06 Feb “The Greatest Horror Film (N)Ever Made” by Brandon Jordan
In spite of the name, “The Greatest Horror Film (N)Ever Made” is not the greatest horror film ever made but, on the other hand, it is a fun and ironic metacinematographic experiment capable of offering a form of entertainment that is always varied and fascinating. Certainly director Brandon Jordan must have spent frustrating moments sitting at his desk trying to write a good horror film, but we imagine he can be satisfied with the time lost, given the result. What makes the film even more original and attractive is its continuous reference to genre archetypes, well integrated into a fresh and dynamic narrative structure. In this affectionate act of love for cinema, Jordan seems to declare his complex relationship not only with the creative process but with all those genre stereotypes, banal and attractive at the same time.

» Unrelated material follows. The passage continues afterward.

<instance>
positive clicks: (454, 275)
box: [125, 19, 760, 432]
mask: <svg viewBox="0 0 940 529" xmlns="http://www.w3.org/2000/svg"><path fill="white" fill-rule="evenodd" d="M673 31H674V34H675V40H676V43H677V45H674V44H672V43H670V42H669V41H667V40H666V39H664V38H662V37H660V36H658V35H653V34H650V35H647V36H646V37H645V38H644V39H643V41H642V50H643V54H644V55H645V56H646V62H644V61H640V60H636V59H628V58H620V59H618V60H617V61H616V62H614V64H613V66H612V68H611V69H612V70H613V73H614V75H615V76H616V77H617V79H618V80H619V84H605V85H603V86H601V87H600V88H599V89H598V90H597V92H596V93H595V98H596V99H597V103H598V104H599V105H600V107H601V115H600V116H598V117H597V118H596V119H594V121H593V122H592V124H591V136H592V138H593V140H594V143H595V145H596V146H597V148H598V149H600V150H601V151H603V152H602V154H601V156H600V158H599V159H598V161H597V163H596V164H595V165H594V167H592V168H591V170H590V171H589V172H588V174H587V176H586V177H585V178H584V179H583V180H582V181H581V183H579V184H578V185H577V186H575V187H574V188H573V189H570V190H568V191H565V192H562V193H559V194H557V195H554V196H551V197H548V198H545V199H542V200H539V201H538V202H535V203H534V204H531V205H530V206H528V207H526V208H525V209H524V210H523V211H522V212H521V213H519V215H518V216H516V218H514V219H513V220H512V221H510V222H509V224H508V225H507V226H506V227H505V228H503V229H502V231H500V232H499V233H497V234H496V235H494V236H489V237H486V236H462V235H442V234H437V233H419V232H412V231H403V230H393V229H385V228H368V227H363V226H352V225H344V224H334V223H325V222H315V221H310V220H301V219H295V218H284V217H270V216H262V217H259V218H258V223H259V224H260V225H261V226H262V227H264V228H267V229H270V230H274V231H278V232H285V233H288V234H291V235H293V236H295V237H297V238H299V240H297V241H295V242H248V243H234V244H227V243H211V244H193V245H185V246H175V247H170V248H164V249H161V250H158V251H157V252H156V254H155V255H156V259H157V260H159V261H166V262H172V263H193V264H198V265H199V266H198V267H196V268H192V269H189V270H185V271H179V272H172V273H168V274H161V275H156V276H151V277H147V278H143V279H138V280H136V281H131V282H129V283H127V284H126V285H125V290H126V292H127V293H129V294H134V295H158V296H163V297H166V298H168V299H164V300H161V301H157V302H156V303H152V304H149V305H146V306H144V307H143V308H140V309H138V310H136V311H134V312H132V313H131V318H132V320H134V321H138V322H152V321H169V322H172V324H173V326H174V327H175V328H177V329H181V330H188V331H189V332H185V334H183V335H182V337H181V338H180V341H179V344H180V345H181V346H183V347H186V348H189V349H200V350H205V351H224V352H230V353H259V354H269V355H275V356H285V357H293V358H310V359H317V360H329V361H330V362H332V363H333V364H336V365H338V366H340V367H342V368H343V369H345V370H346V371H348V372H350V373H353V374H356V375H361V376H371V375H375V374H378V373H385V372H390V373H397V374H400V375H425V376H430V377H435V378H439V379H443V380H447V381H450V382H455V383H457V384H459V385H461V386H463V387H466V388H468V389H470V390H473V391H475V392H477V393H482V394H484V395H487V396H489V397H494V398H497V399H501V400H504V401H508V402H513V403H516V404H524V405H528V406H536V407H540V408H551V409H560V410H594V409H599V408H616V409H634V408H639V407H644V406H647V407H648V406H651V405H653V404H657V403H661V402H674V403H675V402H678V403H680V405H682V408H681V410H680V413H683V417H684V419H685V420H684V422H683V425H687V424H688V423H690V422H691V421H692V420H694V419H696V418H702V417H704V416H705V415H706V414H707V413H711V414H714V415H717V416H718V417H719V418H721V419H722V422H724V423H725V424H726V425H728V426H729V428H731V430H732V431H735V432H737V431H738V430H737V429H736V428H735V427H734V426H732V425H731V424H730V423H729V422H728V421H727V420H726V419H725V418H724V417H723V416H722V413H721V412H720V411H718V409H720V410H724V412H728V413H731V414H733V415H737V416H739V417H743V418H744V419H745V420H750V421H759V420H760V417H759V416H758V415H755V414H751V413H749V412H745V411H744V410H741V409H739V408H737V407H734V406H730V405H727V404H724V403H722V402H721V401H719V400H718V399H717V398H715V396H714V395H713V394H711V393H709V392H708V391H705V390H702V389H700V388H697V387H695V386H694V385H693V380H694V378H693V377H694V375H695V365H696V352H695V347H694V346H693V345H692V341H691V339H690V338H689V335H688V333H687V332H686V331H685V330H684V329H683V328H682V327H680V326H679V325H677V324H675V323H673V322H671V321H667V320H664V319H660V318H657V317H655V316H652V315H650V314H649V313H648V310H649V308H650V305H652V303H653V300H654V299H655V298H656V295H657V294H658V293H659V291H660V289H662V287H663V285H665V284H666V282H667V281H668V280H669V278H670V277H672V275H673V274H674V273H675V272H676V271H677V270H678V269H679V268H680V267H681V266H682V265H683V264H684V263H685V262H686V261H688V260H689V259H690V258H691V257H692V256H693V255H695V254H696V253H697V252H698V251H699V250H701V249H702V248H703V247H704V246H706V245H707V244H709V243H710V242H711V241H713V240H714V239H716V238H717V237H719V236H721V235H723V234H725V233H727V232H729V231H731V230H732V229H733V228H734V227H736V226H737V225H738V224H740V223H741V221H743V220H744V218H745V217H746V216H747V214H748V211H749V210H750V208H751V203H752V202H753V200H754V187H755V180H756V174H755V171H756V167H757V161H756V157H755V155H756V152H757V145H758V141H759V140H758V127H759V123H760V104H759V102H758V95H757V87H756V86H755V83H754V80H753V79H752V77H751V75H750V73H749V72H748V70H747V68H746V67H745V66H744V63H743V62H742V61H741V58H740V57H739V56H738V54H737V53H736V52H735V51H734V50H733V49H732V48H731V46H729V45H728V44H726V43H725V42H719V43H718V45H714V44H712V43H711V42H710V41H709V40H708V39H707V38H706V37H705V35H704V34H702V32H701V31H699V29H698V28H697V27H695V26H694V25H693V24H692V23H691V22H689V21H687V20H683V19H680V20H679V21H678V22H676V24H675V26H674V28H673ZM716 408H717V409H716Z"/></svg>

In this virtuous conflict the boundaries between reality and fiction blur and the short film finds its identity and its strength. From a technical point of view, the film suffers from some lightness, especially as regards the sound aspect, but perhaps even the defects become an integral part of the experience: it is impossible not to be fascinated by these imperfections, the same ones that made those 60s and 70s films so memorable. Who knows that someday we won’t even watch “The Greatest Horror Film Ever Made” with this affection and nostalgia.